New York attorneys Adam J. Kaiser and Jeffrey L. Kessler of Dewey & LeBoeuf, who represent the NFL Players Association and the Falcons players, could not be reached for comment.
McDuffie, the Falcons’ attorney, declined to comment, referring all questions to the Falcons ball club. A Falcons spokesman wasn’t able to provide any comment on the case by press time. A spokesman for the NFL Management Council couldn’t be reached for comment.
The workers’ compensation cases reflect growing court battles over professional football injuries.

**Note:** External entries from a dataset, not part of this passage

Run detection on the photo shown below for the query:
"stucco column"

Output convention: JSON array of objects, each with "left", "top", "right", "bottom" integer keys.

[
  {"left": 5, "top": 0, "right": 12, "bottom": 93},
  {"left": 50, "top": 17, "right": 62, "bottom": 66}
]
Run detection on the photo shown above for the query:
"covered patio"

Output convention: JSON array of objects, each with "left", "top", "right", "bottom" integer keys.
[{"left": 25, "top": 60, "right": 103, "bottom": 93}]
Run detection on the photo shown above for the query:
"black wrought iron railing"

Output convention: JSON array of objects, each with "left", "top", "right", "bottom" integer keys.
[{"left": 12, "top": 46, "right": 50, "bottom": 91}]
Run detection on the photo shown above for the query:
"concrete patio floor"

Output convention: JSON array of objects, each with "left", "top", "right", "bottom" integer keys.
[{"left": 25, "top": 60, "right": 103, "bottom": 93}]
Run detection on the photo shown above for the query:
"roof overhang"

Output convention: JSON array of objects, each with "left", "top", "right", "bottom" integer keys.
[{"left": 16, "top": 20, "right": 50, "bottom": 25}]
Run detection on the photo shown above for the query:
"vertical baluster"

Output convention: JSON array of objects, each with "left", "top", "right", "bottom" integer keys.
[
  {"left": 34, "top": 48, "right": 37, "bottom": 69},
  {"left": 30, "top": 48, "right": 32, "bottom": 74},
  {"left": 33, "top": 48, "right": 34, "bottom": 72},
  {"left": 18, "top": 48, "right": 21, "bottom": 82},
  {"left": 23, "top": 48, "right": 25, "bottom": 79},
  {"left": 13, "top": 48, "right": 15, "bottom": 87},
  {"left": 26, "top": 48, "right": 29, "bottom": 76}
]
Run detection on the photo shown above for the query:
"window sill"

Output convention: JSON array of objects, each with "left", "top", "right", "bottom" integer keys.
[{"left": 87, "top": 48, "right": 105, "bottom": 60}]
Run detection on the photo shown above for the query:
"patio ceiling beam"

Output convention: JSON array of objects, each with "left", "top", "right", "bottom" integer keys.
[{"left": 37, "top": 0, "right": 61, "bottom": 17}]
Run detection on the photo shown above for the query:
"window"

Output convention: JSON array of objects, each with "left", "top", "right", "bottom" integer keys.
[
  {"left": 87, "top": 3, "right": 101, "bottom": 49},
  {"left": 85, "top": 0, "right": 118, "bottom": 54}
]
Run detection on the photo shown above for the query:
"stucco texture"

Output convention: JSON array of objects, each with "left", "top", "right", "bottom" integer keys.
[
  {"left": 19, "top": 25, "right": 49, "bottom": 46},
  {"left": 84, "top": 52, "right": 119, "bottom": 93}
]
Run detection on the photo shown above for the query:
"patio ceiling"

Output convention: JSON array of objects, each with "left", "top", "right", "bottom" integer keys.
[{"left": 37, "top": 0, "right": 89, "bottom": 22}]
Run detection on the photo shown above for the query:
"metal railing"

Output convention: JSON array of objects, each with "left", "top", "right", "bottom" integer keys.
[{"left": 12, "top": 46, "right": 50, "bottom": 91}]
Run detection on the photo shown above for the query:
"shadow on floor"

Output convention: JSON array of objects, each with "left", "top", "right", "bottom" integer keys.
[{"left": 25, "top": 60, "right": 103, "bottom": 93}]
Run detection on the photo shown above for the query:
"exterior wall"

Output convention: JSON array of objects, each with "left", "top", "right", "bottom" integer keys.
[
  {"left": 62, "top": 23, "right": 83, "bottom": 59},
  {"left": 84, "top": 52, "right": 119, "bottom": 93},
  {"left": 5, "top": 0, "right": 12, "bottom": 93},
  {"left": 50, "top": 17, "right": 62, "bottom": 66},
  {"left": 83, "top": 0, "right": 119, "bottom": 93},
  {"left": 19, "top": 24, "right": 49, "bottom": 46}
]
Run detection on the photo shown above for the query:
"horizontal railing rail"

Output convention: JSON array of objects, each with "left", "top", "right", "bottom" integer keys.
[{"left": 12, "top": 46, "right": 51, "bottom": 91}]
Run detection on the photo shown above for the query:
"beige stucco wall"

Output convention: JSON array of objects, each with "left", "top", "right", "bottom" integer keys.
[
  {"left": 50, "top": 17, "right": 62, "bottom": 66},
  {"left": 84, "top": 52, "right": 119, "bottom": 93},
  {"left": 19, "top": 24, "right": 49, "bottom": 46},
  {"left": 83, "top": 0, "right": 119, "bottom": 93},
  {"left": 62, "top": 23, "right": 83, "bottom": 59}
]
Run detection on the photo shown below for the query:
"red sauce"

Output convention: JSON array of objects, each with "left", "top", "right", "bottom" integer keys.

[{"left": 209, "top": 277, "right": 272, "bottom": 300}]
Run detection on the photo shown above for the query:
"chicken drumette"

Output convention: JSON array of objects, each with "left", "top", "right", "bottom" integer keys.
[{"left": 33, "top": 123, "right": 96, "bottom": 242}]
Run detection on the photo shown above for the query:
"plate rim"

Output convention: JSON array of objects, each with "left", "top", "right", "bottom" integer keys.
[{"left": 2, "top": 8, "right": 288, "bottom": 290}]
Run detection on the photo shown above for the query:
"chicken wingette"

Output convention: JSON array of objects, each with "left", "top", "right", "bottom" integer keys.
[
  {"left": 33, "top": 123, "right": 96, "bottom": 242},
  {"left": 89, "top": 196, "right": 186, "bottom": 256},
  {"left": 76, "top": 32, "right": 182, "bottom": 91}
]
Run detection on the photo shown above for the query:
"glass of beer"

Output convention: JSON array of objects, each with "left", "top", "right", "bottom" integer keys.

Six cases in federal court in Atlanta seeking compensation for traumatic head injuries by former players have been transferred to federal court in Pennsylvania as part of what is now multi-district litigation involving dozens of suits.
The Atlanta suits, brought on behalf of nearly three dozen former players, claim the NFL failed to protect players from long-term brain injuries. One of the suits was filed by Christine Dronett, the wife of former Atlanta Falcon Shane Dronett, who committed suicide three years ago.
After Dronett’s death, his brain was sent to Boston University School of Medicine’s Center for the Study of Traumatic Encepalopathy, where pathologists found he suffered from a degenerative brain disease linked to repetitive head trauma, said Michael L. McGlamry, whose firm Pope McGlamry Kilpatrick Morrison & Norwood is representing the plaintiffs in the Atlanta cases.
McGlamry said the NFL’s Atlanta suit isn’t related to the head trauma litigation. But, he said, “It’s consistent with what the NFL has argued or stated in response to the concussion cases—that essentially the collective bargaining agreement controls, and these cases should be dismissed.”
But, McGlamry said, players and their family members whom his firm represent aren’t alleging that the NFL violated the collective bargaining agreement with the players.
“We are arguing they committed negligence, fraud and intentional misrepresentation separate and apart from, above and beyond” the collective bargaining agreement, he said.
The workers’ compensation dispute in federal court is Atlanta Falcons v. The National Football League Association, No. 1:12-cv-753 (N.D. Ga.).